The whole point of this is to get to where I could actually talk to a human about a position, right? But they’ve outsourced their recruiting to some kind of recruiting service, it appears. So the person I’m trying to convince that I should be allowed to talk to a human has only a cursory business relationship with the person that knows something about the job they need done. Finally, the very last question asked me to enter my college GPA. Holy crap, how long has it been since I was asked for, or thought about, my college cumulative GPA? It could be twenty years. I certainly don’t remember exactly what it was. I’m not even sure I still have a transcript, at least not that I could find easily. I guess I should see if I can dig one up in case this comes up again. I’m still scratching my head a bit. I picked a number; it’s in the right ballpark at least.

Anyway. That was yesterday. Today (Friday) I was down in Lansing to return some equipment and pick up my final paycheck. That actually went fine. I had wondered if they would pay me for the 21 days of vacation time I didn’t get to take. They actually paid me for part of it, using some kind of formula based on how much of the year, calculated from the anniversary of my start date, I worked, along with how many days I had left and how many I took (3, all for sick-kid days). So I got some extra money in my last paycheck. That helps lower my stress level a little bit – we will be able to pay our bills a little longer.

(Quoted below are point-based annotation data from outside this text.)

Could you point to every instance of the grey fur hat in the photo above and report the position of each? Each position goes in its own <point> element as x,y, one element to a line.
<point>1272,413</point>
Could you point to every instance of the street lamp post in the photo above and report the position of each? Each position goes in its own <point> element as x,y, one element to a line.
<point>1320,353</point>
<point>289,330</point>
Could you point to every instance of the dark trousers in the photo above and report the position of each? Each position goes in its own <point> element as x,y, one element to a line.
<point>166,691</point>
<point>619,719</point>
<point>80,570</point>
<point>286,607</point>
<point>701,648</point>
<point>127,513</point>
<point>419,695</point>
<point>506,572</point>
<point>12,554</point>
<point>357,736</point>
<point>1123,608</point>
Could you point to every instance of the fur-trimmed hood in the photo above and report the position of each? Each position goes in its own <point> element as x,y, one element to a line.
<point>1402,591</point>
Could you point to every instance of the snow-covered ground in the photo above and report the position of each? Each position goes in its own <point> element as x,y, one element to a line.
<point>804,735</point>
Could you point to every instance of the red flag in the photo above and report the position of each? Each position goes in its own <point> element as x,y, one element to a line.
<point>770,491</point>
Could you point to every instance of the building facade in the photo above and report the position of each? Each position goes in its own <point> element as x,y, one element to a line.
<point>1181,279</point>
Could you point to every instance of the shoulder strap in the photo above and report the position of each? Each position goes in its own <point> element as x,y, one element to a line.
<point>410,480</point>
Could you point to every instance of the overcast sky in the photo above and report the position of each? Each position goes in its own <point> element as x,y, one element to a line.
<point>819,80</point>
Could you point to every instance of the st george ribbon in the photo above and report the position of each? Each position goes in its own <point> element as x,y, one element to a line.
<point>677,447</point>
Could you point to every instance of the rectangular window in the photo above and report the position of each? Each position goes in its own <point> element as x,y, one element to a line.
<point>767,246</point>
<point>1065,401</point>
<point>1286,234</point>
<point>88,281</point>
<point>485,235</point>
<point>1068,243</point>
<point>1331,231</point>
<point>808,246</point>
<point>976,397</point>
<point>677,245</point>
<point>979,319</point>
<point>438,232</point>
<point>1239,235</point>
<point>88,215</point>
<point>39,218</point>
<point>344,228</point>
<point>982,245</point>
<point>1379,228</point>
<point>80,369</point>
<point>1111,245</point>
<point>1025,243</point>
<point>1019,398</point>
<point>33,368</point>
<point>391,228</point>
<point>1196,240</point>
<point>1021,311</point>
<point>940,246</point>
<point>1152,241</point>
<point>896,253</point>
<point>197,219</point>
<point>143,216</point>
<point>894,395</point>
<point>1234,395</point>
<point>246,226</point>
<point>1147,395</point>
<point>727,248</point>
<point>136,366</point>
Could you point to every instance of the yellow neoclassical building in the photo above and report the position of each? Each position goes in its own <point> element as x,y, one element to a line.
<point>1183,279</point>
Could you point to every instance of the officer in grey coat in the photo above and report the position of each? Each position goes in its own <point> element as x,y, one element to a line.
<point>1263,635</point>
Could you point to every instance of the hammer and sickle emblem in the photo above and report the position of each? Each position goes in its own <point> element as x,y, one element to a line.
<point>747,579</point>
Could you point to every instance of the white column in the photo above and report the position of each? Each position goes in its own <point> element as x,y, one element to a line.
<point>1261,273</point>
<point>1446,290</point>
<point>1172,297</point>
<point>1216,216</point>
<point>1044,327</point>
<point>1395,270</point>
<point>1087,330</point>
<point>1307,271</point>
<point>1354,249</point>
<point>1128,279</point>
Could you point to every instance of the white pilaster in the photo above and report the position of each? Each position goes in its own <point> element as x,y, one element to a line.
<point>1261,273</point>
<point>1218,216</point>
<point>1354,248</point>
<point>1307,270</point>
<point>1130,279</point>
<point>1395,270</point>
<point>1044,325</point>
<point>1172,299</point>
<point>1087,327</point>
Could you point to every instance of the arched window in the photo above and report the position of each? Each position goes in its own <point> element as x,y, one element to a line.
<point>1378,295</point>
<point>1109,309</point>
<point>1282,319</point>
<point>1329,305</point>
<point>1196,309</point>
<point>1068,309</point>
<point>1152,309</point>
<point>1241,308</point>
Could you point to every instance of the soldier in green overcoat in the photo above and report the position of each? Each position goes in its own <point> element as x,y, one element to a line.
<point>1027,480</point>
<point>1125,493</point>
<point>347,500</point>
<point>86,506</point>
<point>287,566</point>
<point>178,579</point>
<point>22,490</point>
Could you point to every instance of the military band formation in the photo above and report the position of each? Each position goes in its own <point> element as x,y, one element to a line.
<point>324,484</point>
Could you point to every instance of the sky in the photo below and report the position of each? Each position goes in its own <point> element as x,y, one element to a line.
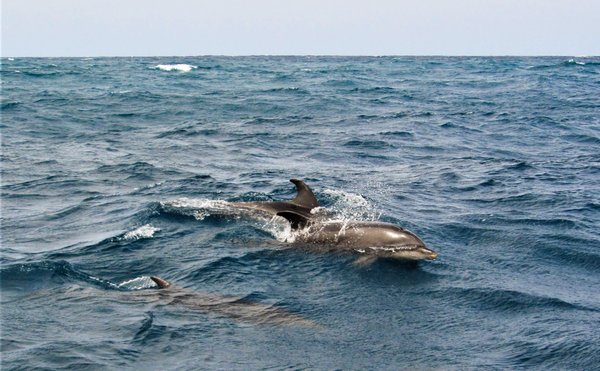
<point>55,28</point>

I got some more information on COBRA. It’s both encouraging and discouraging. Encouraging, because I can still have a grace period before I have to pay the fees, and we should be covered with no break. But discouraging because, and this is news to me, apparently my employer could unilaterally cancel the whole health plan, even if I want to continue paying for it via COBRA. I thought the whole point of COBRA was to give people a guaranteed grace period where they are allowed to continue their insurance – at least, assuming they can pay the full price for it. That’s apparently not guaranteed, so we really need to get onto a new insurance plan soon.

I also had a brief chat with the VP that helped interview and hire me originally. He reiterated that I had made some major contributions to one of the company’s big projects – what became the Rockwell-Collins iForce system. It was nice to hear that he recognized what I did there. We talked about what the experience of working from home was like. He told me that he had no complaints about that, and he knew I had been quick to respond to urgent bug reports and change requests that popped up over the last couple of years. I told him that I would happily work for them again if something came up and they wanted me, either as an employee again or possibly via some other arrangement. I don’t actually expect to hear from them any time soon, of course, but we shook hands and said goodbye on a positive note.

Grace and I recorded a multi-part chat in the car. I’ll be turning that into a podcast episode next week. Meanwhile, I think I will be slowing down on these “situation updates” for now, to focus more time on the job search and skills-building, at least until such time as I have something interesting to report. To the people who have been following along while I spill out my nervous thoughts, thank you so much for your support!